1. JUROS REMUNERATÓRIOS.
Relativamente aos juros remuneratórios estabelecidos nos contratos bancários e sua limitação, esta Câmara posicionou-se em consonância com o entendimento sedimentado pelo STJ, que, com o advento da Lei n. 4.595/1964, diploma que disciplina de forma especial o Sistema Financeiro Nacional e suas instituições, restou afastada a incidência da Lei de Usura, tendo ficado delegado ao Conselho Monetário Nacional poderes normativos para limitar as referidas taxas, salvo as exceções legais.
Inclusive, a Súmula n° 596/STF dispõe que: “As disposições do Decreto nº 22.626/33 não se aplicam às taxas de juros e aos outros encargos cobrados nas operações realizadas por instituições públicas ou privadas, que integram o sistema financeiro nacional”.
O STJ já sedimentou a matéria, no sentido de que a estipulação dos juros remuneratórios em percentual acima de 12% ao ano não indica abusividade.
Esse posicionamento, inclusive, ensejou a formulação da Súmula 382, in verbis:
A estipulação de juros remuneratórios superiores a 12% ao ano, por si só, não indica abusividade.
Cito precedentes:
AGRAVO REGIMENTAL NO RECURSO ESPECIAL. AÇÃO REVISIONAL. CONTRATO DE FINANCIAMENTO. JUROS REMUNERATÓRIOS. SÚMULA N° 382/STJ.
CAPITALIZAÇÃO DE JUROS. JUROS COMPOSTOS. MORA CONFIGURADA.
1. "A estipulação de juros remuneratórios superiores a 12% ao ano, por si só, não indica abusividade" (Súmula n° 382/STJ).
2. "A capitalização dos juros em periodicidade inferior à anual deve vir pactuada de forma expressa e clara. A previsão no contrato bancário de taxa de juros anual superior ao duodécuplo da mensal é suficiente para permitir a cobrança da taxa efetiva anual contratada" (2ª Seção, REsp 973.827/RS, Rel. p/ acórdão Ministra Maria Isabel Gallotti, DJe de 24.9.2012).
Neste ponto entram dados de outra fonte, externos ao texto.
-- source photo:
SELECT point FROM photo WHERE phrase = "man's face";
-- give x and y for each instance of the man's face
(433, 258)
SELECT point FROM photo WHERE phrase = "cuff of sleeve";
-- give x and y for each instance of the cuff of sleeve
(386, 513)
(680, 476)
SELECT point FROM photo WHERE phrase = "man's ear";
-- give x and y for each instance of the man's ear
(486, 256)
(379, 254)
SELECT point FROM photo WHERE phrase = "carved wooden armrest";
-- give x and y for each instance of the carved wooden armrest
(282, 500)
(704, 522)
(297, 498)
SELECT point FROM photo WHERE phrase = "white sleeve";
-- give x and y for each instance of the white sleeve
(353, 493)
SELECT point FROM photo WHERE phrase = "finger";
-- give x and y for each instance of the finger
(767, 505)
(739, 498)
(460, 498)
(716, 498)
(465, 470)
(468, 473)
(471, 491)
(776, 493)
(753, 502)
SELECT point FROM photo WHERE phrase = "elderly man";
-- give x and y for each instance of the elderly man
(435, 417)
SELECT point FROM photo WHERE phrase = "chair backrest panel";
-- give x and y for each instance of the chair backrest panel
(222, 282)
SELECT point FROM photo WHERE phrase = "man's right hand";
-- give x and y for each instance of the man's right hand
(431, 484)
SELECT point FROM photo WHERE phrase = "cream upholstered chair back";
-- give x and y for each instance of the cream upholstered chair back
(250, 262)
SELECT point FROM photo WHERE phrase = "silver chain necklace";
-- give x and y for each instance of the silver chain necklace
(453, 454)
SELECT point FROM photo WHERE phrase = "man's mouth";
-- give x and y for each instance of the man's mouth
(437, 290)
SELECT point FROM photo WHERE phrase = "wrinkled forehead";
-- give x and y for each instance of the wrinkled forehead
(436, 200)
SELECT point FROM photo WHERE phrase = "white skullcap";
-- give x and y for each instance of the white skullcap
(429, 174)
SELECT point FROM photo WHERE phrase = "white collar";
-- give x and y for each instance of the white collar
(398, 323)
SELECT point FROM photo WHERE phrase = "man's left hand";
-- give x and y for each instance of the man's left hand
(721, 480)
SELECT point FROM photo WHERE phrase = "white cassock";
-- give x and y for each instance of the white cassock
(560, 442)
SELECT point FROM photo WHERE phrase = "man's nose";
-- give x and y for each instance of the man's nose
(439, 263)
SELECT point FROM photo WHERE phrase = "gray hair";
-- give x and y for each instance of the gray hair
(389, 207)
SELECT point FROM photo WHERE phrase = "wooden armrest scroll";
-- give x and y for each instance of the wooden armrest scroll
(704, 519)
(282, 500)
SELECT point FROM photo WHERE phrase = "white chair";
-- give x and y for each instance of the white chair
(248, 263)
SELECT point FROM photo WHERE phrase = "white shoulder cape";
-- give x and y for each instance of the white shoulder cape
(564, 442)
No caso dos autos, houve previsão de taxa mensal de 1,80%, e de taxa efetiva anual de 23,91% (fl. 276). Dessa forma, legítima a cobrança da taxa efetiva anual de juros remuneratórios, tal como convencionada.
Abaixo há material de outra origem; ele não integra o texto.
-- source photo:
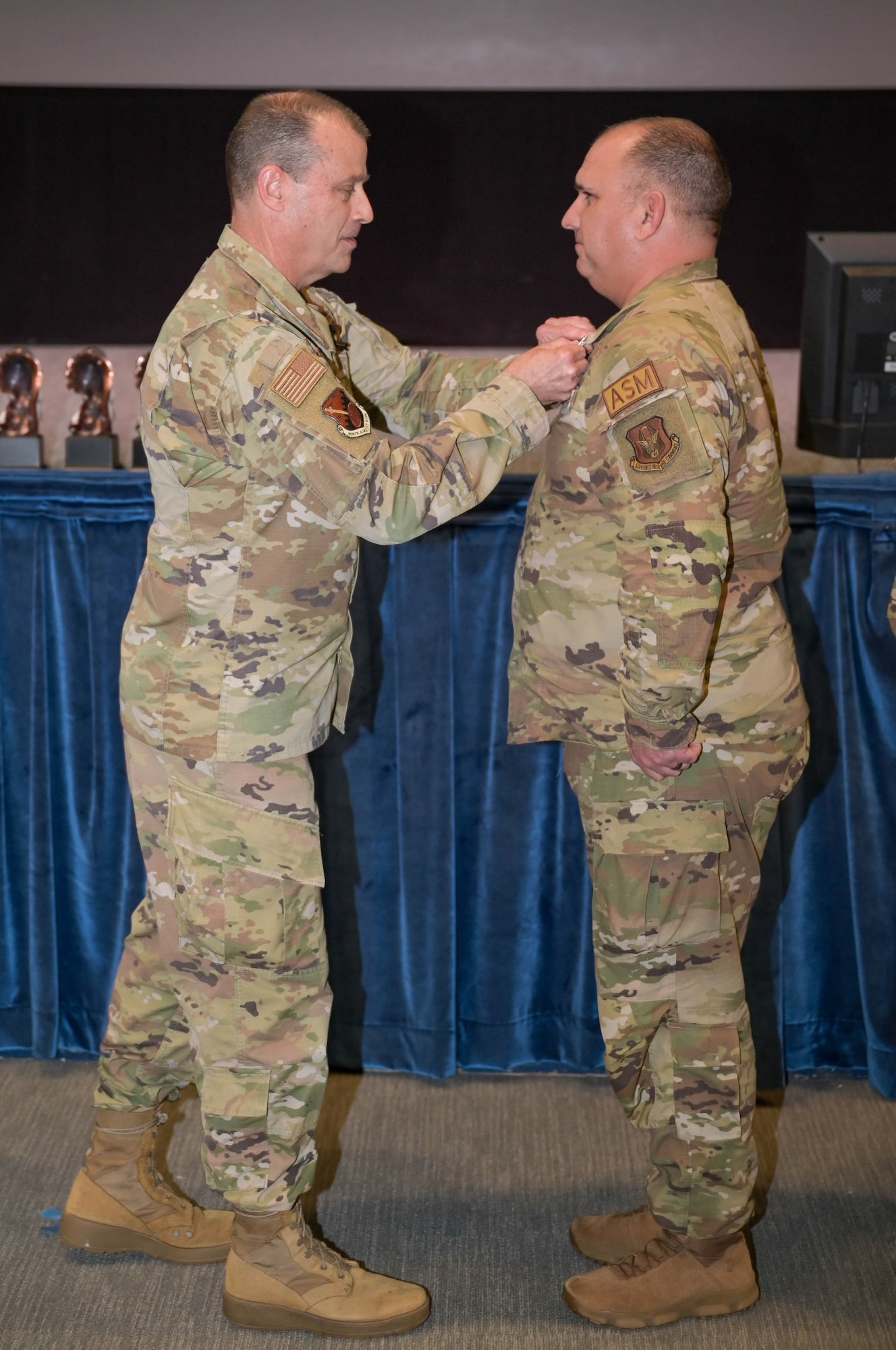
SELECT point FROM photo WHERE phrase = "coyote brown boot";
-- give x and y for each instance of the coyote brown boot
(671, 1279)
(280, 1278)
(613, 1237)
(119, 1202)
3. O reconhecimento da cobrança indevida dos encargos exigidos no período da normalidade contratual descaracteriza a mora do devedor.
No presente caso, contudo, os encargos discutidos em Juízo para o período da adimplência são regulares, resultando que a cobrança, sob esse aspecto, faz-se sobre valores realmente devidos, não havendo motivo para afastar tais consectários, que também estão harmônicos com os parâmetros admitidos pelo STJ.
4. Agravo regimental a que se nega provimento.
(AgRg no REsp 1295204/RS, Rel. Ministra MARIA ISABEL GALLOTTI, QUARTA TURMA, julgado em 15/08/2013, DJe 22/08/2013)
AGRAVO REGIMENTAL NO RECURSO ESPECIAL. AÇÃO REVISIONAL. CONTRATO DE FINANCIAMENTO. LIMITAÇÃO DOS JUROS REMUNERATÓRIOS EM 12% AO ANO.
IMPOSSIBILIDADE. SÚMULA N° 382 DO STJ.
1. A jurisprudência desta Corte é pacífica no sentido de que, nos contratos bancários, não se aplica a limitação da taxa de juros remuneratórios em 12% ao ano, e de que não se pode aferir a exorbitância da taxa de juros apenas com base na estabilidade econômica do país, sendo necessária a demonstração, no caso concreto, de que a referida taxa diverge da média de mercado.
2. Agravo regimental a que se dá provimento.
(AgRg no REsp 889.820/RS, Rel. Ministra MARIA ISABEL GALLOTTI, QUARTA TURMA, julgado em 07/05/2013, DJe 14/05/2013)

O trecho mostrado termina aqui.